The campaign has launched through a unique pop-up exhibition, open to the public from 19th – 20th
October at The Corn Exchange in Leeds. The campaign encourages a deeper
understanding of how touch, sight, sound, smell and taste can trigger
emotions around someone’s grief. The exhibition will explore these
five senses, guiding people through sensory objects and experiences
that evoke a range of feelings associated with grief, shared by Sue
Ryder’s celebrity ambassadors and people the charity has supported.
The campaign comes as Sue Ryder releases new research which reveals a staggering 91% of people agree that sensory triggers remind them of someone they have grieved or are grieving.
The exhibition, set up like a gallery with information labels, will feature a multitude of items, that contributors said evoked the strongest memories or emotions about someone who has died.
From stands displaying favourite perfumes, hand creams, as well as deeply personal reminders of loved ones, such as the smell of plaster, paintings and poems. These have all been shared by Sue Ryder’s celebrity supporters and people who have benefitted from Sue Ryder’s palliative and bereavement services.
The exhibition is designed to be tactile, with visitors encouraged to interact with the items, such as playing music, or smelling fragrances and touching fabrics.
Sue Ryder’s research also reveals that sensory triggers of grief occur frequently, with most people saying they experience moments like this multiple times per week, and for 1 in 5 people, every single day.
These moments can conjure up a range of emotions, from reflection (40%) and a sense of connection (27%) to a wave of grief (54%) and sadness (61%). For some, these moments are so powerful that they stop people in their tracks (29%) and distract them from whatever they are doing (28%).
Despite the challenges, support can make a difference. Over 2 in 5 (44%) respondents said a hug from a friend can be helpful when sensory triggers evoke feelings of grief and 15% said kindness from a stranger would be helpful for them during these moments.
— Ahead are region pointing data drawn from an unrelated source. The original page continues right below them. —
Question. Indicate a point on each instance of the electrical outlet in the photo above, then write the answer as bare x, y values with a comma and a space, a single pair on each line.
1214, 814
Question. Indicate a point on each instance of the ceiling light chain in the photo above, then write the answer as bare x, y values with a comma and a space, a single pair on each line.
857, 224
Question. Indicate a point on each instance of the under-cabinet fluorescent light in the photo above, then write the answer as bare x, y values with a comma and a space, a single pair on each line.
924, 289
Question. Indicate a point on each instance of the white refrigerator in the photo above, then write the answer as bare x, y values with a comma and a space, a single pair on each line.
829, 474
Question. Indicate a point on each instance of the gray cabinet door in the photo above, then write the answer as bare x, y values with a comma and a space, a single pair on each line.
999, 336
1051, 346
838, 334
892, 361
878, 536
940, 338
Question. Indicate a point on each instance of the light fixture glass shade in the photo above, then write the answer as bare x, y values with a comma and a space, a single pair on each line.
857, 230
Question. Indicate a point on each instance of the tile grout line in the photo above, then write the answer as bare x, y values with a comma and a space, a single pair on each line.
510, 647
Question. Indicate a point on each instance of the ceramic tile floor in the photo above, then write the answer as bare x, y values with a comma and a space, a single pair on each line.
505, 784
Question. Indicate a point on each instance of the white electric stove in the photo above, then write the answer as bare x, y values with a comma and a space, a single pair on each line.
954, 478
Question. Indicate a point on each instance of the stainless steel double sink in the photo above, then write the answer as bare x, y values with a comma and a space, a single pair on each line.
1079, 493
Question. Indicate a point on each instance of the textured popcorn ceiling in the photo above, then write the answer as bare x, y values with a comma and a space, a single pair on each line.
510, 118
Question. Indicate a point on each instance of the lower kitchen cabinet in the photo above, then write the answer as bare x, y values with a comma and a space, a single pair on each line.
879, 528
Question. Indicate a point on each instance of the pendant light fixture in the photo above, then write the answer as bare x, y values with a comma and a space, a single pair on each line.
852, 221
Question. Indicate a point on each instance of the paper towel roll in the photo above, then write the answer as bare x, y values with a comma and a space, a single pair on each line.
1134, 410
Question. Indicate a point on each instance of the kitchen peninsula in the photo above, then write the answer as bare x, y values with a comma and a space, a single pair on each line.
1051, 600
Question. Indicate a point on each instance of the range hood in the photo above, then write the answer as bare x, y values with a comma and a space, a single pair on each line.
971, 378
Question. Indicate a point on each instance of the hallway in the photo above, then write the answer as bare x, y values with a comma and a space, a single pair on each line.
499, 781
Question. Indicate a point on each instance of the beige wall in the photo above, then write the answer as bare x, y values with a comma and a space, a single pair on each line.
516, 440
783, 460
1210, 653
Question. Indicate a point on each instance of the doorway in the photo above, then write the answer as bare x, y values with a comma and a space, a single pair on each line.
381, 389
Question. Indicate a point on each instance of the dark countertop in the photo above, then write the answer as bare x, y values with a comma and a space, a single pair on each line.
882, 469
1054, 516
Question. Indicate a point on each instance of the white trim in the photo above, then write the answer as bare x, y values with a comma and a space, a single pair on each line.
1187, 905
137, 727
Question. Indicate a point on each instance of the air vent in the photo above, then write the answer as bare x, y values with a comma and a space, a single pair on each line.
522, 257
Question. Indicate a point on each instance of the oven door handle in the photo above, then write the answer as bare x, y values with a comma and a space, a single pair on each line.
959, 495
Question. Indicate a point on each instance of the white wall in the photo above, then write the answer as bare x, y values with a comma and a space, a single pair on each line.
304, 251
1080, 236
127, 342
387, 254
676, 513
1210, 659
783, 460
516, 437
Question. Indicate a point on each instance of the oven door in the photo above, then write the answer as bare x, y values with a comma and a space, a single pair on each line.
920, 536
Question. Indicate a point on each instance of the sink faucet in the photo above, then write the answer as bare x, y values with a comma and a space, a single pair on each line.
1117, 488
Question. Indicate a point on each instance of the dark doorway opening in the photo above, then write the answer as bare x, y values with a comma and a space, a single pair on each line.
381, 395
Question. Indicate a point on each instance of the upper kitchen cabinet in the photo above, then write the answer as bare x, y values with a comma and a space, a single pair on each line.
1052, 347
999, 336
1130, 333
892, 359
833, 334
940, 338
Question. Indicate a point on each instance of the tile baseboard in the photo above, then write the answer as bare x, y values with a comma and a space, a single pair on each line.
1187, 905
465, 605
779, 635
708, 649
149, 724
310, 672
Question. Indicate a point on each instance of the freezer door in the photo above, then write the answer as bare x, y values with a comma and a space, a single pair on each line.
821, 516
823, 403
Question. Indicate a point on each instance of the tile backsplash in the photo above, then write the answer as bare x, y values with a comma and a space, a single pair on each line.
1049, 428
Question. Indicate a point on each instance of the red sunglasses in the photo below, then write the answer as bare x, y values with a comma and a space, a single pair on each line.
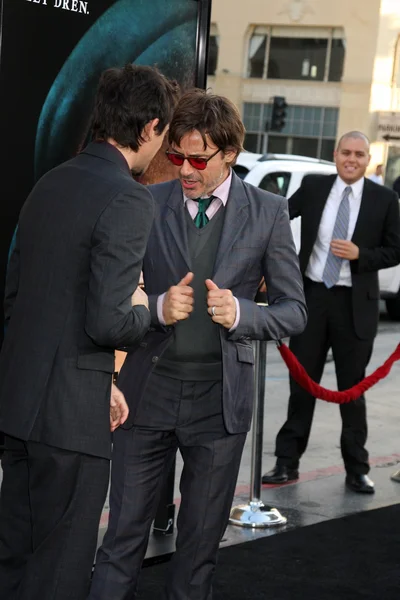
194, 161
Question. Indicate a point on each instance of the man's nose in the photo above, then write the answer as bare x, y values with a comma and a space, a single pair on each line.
186, 168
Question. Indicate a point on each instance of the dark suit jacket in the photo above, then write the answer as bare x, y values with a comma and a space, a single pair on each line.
256, 241
80, 243
377, 234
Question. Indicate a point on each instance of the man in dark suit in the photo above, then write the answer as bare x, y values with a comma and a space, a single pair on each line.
189, 385
349, 230
70, 301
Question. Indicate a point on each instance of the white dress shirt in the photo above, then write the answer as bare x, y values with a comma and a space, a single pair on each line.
319, 254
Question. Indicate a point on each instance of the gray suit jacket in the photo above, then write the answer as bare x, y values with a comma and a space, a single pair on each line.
256, 241
80, 243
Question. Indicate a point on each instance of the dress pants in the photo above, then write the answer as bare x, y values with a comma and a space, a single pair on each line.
330, 325
173, 414
50, 507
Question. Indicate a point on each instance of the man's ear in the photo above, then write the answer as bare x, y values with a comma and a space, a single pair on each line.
230, 156
150, 130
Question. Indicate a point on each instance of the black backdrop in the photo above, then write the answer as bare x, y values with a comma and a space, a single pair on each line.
51, 55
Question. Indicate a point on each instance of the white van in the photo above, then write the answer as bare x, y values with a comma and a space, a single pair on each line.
282, 174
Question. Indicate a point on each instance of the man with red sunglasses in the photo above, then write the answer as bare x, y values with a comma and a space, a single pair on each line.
190, 383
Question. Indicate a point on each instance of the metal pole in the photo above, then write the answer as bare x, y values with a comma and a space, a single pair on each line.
165, 517
255, 514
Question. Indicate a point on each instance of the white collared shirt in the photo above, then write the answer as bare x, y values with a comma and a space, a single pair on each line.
319, 254
220, 194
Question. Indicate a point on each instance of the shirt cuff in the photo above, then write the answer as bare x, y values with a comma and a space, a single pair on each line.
160, 302
236, 323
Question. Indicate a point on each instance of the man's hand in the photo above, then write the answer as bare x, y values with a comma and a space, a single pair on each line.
139, 297
119, 410
178, 301
345, 249
222, 303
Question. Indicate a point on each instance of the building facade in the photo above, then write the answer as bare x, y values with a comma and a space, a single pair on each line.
337, 64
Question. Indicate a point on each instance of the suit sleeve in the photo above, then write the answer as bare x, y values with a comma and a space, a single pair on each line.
12, 277
286, 313
118, 246
388, 253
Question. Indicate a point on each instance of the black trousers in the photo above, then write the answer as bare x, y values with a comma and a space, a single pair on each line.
174, 414
50, 507
330, 325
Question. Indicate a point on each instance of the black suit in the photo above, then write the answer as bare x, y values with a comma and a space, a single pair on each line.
80, 242
343, 318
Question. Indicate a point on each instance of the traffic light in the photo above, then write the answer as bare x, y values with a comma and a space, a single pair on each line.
278, 116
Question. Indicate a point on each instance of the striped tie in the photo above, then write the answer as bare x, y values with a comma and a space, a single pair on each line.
201, 218
333, 263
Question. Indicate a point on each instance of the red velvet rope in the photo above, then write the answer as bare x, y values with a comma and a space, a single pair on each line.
300, 375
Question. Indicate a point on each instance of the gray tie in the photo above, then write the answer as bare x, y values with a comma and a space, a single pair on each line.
333, 263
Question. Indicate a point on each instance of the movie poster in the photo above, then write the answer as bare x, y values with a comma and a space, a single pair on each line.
51, 56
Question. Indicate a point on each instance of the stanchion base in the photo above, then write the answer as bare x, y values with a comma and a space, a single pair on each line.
256, 515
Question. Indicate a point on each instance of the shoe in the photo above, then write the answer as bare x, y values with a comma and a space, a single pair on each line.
280, 474
396, 476
361, 484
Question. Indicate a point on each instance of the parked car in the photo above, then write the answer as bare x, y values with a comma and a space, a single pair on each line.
282, 174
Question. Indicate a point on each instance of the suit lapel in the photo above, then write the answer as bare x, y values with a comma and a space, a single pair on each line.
176, 222
366, 208
236, 215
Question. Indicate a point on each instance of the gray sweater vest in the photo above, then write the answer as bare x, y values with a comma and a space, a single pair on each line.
195, 352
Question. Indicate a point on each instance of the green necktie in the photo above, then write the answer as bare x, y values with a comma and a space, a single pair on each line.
201, 218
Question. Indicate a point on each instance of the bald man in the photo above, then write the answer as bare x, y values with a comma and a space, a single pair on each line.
349, 230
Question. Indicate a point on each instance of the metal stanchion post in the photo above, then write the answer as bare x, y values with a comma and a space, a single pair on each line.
164, 519
255, 513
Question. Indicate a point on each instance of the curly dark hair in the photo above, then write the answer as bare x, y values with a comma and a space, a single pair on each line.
127, 99
212, 115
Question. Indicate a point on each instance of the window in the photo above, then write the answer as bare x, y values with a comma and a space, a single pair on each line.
301, 53
309, 130
213, 44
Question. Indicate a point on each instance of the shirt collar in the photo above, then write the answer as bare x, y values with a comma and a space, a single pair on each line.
221, 192
356, 187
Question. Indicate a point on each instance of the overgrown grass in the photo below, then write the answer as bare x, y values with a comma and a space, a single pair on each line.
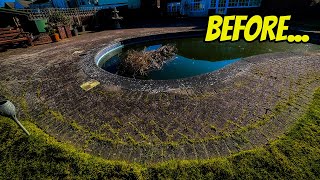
295, 155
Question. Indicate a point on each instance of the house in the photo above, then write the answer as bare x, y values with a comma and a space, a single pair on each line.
87, 4
199, 8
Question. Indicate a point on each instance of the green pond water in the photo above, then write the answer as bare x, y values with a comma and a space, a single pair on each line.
195, 57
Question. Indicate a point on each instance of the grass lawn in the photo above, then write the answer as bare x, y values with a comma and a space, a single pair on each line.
295, 155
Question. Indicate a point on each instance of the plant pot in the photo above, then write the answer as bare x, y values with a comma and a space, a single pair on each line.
55, 37
62, 32
68, 31
75, 31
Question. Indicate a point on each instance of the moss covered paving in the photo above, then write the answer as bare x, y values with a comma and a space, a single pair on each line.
295, 155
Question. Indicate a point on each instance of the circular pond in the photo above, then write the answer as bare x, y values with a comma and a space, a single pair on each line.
195, 57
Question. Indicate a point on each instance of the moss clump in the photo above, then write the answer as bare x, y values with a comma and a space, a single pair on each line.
140, 63
296, 155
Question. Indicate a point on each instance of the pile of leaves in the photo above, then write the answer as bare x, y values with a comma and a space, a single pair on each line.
140, 63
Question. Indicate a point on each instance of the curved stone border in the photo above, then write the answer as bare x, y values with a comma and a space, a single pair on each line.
92, 59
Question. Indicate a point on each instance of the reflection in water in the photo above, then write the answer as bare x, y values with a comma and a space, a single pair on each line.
196, 57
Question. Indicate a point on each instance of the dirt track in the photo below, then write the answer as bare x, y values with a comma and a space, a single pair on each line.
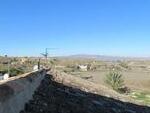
53, 97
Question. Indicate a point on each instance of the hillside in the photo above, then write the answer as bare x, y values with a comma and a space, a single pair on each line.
62, 93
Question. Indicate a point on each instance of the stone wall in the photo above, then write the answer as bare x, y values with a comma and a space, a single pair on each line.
16, 91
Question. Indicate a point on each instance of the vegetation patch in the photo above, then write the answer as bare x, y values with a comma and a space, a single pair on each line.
141, 97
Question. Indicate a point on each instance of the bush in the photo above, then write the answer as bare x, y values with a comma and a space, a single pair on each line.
115, 80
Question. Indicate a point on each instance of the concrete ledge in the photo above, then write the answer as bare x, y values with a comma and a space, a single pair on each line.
15, 92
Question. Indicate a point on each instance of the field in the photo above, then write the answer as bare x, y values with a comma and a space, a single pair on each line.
136, 74
136, 80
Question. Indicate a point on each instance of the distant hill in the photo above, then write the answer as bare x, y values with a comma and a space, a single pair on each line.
105, 58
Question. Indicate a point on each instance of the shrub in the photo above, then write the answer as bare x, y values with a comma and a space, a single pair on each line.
16, 71
115, 80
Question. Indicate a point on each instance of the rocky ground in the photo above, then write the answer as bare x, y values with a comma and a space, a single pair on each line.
53, 97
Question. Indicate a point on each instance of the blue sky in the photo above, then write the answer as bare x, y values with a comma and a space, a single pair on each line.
104, 27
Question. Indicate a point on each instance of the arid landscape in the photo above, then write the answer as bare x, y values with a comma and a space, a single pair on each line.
136, 73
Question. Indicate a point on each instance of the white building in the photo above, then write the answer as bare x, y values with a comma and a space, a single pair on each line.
4, 77
83, 67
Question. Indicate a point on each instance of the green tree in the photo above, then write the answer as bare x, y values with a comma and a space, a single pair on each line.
115, 80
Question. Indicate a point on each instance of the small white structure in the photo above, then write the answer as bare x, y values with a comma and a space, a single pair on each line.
83, 67
35, 68
4, 77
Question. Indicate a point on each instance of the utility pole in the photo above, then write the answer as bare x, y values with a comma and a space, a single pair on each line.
8, 64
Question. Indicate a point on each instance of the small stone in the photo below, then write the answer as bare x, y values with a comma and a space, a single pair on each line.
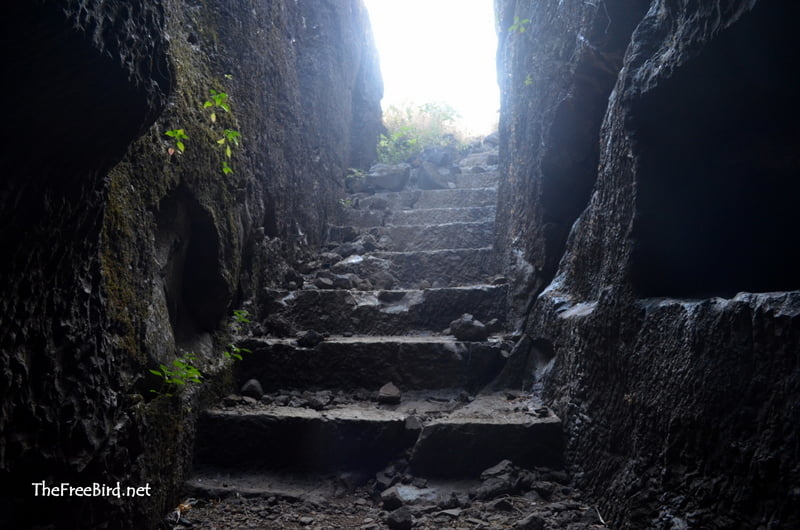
323, 283
531, 522
383, 481
467, 328
389, 394
344, 281
391, 296
309, 339
498, 280
400, 519
504, 467
382, 280
503, 505
452, 512
494, 326
231, 401
494, 487
413, 423
318, 400
390, 498
252, 388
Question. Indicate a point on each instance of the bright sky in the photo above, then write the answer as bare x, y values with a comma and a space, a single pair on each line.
439, 50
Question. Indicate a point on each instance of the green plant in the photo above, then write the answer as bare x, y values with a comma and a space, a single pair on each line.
229, 137
217, 100
178, 135
235, 352
519, 25
413, 128
179, 374
238, 320
355, 174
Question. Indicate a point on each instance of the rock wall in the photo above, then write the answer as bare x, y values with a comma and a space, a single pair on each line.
120, 255
650, 156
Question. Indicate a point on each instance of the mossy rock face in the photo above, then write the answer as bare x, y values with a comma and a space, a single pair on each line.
122, 253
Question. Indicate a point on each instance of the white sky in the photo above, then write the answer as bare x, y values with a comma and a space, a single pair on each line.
439, 50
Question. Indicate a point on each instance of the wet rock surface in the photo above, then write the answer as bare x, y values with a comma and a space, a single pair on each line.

Luke Sollitt, whose father, James, was cared for at Sue Ryder’s Wheatfield Hospice said: “If at least one person can take some calm away with them and know they are not alone in their grief and the never-ending journey of missing a loved one, it’s a start. Grief never truly ends, despite many people think that “times a healer.” Grief never heals, we just battle to cope with the loss of a loved one.